Loftus 003

If the fiddlers of Celtic Fiddle Festival were animals, Ireland’s Kevin Burke would be a chimney swift swooping and diving on the wings of a melody, Brittany’s Christian Lemaítre would be a seal sporting in a musical pool by chasing his own hind flippers, and Quebec’s André Brunet would be a rearing dancing horse whose swaying upper body is controlled by the constant clip-clop clogging of his lower half. This is the second album from the current lineup and it surpasses the excellence of the first. Ged Foley’s steady hand on guitar keeps the fiddlers in line as they work their way through reels, jigs, gavottes, waltzes, and pipe tunes, and the fiddlers let him strut his considerable stuff on “Sir Sydney Smith’s March” which he gives a light classical touch. As the French title suggests, it’s also an album that emphasizes Quebec and Breton accents as much as Irish lyricism. This is a full realized effort by Brunet, the heir apparent to the late Johnny Cunningham bon vivant spirit. His “Reel Desjarlis” set grabs you by the lapels, forces you to dance, and doesn’t relent until you’re exhausted and smiling. But as in all Celtic Fiddle Festival projects, it’s the full ensemble playing that takes us from lofty heights and deposits us atop dizzying pinnacles. “Louis’ Waltz” is suitably subdued, but it gives way to a Swedish schottische that’s considerably quicker in pace. And do check out the whimsical “Reel de Napoleon,” which manages to be simultaneously jumpy and smooth.
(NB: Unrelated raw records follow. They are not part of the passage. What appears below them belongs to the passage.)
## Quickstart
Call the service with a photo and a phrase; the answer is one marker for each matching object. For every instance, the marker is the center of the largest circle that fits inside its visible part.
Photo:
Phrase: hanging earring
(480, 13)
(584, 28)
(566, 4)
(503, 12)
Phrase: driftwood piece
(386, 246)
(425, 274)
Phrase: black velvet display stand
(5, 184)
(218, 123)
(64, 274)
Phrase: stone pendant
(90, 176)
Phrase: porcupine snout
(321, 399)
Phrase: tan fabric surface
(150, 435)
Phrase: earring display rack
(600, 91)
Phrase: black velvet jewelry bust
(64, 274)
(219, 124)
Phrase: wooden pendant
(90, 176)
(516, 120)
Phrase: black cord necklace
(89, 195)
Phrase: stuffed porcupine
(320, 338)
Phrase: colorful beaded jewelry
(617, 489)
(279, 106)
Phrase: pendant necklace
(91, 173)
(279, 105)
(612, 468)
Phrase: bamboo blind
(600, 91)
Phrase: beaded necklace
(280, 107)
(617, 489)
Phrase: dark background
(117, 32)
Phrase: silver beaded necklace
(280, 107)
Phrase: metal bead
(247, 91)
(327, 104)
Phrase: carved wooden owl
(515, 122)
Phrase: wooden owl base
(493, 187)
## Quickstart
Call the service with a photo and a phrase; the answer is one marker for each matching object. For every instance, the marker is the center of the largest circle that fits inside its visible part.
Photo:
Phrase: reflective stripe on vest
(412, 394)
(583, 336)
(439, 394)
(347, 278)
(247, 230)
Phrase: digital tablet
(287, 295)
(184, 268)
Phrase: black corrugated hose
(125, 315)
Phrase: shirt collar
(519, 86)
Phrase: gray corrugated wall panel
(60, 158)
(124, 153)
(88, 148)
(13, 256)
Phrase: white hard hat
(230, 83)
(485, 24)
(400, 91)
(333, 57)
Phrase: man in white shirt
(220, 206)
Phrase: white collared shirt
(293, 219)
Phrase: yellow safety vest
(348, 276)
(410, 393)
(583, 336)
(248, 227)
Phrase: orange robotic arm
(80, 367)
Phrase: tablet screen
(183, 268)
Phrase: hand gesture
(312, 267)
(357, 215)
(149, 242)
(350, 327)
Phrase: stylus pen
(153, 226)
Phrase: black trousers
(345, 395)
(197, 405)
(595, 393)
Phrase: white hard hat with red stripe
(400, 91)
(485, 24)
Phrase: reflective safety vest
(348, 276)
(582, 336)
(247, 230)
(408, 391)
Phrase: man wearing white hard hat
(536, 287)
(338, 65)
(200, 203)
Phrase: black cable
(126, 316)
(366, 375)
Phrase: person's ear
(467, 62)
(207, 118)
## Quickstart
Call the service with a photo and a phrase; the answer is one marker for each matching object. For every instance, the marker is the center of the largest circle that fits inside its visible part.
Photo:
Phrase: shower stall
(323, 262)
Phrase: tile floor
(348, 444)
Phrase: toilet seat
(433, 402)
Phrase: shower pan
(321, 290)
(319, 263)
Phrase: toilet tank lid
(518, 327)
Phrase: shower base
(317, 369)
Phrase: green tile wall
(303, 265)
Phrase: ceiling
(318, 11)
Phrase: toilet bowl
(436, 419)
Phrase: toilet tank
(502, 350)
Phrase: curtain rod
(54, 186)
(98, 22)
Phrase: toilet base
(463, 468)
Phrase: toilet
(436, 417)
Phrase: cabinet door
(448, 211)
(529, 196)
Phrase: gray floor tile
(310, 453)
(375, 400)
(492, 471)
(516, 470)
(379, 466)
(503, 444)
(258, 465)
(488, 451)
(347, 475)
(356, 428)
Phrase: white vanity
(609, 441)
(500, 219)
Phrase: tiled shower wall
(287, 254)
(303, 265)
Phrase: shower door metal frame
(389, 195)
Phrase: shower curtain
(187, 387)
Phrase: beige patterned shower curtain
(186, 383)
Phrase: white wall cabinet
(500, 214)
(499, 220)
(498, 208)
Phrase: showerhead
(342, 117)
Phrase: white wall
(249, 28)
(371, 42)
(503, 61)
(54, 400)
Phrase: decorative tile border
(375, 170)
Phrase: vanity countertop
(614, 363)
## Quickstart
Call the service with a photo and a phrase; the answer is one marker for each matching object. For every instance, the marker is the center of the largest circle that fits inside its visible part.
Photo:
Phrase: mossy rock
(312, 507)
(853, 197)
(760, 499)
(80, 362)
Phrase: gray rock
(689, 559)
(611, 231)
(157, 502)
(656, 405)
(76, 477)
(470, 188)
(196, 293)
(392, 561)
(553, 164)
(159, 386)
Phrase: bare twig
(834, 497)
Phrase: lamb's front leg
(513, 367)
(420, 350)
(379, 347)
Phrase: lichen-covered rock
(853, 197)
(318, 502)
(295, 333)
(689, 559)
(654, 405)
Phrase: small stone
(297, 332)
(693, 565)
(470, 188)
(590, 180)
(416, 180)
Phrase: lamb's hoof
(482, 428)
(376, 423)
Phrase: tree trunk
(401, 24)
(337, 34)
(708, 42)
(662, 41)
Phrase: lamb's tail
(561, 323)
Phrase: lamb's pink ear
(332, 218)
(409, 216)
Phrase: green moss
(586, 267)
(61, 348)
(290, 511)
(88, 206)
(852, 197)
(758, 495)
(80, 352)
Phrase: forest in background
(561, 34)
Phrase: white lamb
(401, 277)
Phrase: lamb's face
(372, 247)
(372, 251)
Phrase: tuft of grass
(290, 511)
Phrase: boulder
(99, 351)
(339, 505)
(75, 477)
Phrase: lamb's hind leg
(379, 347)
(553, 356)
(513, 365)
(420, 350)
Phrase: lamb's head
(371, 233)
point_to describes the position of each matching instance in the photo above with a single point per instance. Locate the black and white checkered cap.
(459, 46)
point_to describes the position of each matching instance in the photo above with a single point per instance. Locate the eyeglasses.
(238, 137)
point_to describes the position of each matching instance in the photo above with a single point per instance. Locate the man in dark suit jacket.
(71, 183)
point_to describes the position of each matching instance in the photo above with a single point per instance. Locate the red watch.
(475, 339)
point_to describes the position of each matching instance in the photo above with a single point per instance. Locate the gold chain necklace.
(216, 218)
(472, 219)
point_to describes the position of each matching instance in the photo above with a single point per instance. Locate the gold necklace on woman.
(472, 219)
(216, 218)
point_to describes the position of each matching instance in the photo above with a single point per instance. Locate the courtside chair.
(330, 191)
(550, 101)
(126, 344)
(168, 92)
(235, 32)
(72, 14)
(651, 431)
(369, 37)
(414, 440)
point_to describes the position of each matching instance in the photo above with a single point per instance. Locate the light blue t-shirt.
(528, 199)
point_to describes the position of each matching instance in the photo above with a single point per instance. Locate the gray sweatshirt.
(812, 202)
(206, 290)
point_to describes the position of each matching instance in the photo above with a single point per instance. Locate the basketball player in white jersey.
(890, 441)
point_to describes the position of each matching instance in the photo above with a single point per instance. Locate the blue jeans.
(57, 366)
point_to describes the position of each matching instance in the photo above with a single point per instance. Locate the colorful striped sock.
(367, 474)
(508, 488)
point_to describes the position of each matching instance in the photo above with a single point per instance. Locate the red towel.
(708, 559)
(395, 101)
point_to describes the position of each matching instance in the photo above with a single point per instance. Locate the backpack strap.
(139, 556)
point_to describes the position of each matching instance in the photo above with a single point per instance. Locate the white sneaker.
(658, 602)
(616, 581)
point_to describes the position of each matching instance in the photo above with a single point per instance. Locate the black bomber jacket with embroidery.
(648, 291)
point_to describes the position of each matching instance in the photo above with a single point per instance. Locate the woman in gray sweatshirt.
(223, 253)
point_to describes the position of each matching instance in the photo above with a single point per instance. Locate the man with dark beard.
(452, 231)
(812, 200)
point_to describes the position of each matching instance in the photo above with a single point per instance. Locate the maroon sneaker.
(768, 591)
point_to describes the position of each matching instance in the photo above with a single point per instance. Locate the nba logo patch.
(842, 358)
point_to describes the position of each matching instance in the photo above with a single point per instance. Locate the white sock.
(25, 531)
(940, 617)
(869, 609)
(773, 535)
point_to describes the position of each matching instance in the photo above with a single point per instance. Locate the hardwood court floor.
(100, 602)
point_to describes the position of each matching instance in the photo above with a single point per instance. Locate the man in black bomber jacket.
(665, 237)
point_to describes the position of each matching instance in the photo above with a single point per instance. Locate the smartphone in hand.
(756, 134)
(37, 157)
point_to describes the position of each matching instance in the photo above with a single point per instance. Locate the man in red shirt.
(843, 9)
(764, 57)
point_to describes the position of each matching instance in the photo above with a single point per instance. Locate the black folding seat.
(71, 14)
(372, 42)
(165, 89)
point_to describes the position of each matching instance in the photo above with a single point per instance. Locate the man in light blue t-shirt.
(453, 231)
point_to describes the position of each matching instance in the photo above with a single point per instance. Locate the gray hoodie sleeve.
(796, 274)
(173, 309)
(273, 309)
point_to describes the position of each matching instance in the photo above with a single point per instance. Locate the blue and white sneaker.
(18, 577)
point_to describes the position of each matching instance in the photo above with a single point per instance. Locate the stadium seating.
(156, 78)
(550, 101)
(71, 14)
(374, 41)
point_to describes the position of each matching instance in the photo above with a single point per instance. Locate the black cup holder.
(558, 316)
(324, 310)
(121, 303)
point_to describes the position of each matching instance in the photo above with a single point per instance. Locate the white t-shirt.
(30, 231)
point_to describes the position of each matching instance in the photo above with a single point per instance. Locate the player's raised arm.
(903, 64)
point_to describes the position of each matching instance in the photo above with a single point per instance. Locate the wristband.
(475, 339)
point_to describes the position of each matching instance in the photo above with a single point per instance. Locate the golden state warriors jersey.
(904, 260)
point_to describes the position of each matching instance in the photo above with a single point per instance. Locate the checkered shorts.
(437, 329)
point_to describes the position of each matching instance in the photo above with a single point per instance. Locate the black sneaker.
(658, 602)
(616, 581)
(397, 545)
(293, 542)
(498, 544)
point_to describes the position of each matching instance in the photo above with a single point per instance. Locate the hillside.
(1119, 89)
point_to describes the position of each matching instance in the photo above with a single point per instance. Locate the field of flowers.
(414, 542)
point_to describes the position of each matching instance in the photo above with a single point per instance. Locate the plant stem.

There's a good YouTube sampler of the group.


Windward Away
Red House Records 124

Archie Fisher has performed since 1962, but Windward Away is just his sixth solo album. Like the previous five, it’s a keeper. It resembles Sunsets I’ve Galloped Into (1995) in that it’s poetic, instrumentally sparse, and indulges Fisher’s love of horses. It might even be a tad derivative, but since Sunsets is a certified masterpiece, who cares? Among the eleven new tracks are several destined for long lives. Fisher’s sensitive-soon-to-be-definitive take on “Bonnie Border Lass” would be the album’s centerpiece, were it not for the stunning “Every Man’s Heart.” Inspired by the Annie Proulx novel The Shipping News, the song muses on how women complete men. “Before Eternity” will probably also get a workout by performers seeking to set wistful moods. For a man who turns seventy next year, Fisher’s voice retains its distinctive buttery qualities. Although he complains in the liner notes of his “limited range,” one has to crawl pretty far down the low ends to detect a quaver, and the high range never was his turf.
Windward Away comes with eight bonus tracks from a rediscovered master of an aborted project from the 1970s. Among them are the earliest takes of now-cherished songs such as “Ashfields and Brine,” “Cullins of Home,” and “Joy of My Heart.” The master proves several things; first, 1970s arrangements are largely forgettable. When one compares the excess-posing-as-lushness orchestral backing of “The Final Trawl” with what made it to release, it’s hard not to thank Fisher for waiting. Above all, though, the master confirms that Fisher has lost a step, but not a stride.



Not Far Now
Signature Sounds

This record may be the best release of the decade. Richard Shindell is the master of point-of-view, sometimes playing the dispassionate observer, but often inhabiting the very soul of one of his characters. In “A Juggler Out in Traffic,” he’s the holy fool entertaining the self-absorbed; in “One Man’s Arkansas” and again in “State of the Union,” he’s the American Dream gone busted and looking for the survivor’s edge. Those who caught a Shindell concert last fall may have heard him sing “Balloon Man” as a work in progress; hear it now as a finished product and you’ll understand how editing transforms goodness into greatness. Shindell wraps his poetic vision in moody, moving arrangements. Check out his cover of Dave Carter’s “The Moutain” in which he wrings emotion from minimalist piano. The thinking man’s folk singer has just raised the bar to the next level.


Tangled Tales
Surfdog Records

Dan Hicks used to drum with the acid rock band The Charlatans. That was the last time anyone could pigeonhole him. Hicks chucked the rock god scene for … you name it! Tangled Tales is musical jambalaya—spicy and chocked full of ingredients. You’ll hear Django Reinhardt licks one moment, Hawaiian guitar the next, plus everything from jug band and country-swing to cowboy jazz and bluegrass. Not even Dylan would recognize what Hicks and slide-guitarist Roy Rogers do to “Subterranean Homesick Blues.” “Blues My Naughty Baby” sounds like jump jazz from the 1940s, and the title track is what you’d get if you threw the Andrews Sisters, Cab Calloway, and bennies into a blender. Quirkiness and dry wit infuse this album, and sidemen like Rogers, Charlie Musselwhite, and David Grissman make sure the jambalaya is well seasoned.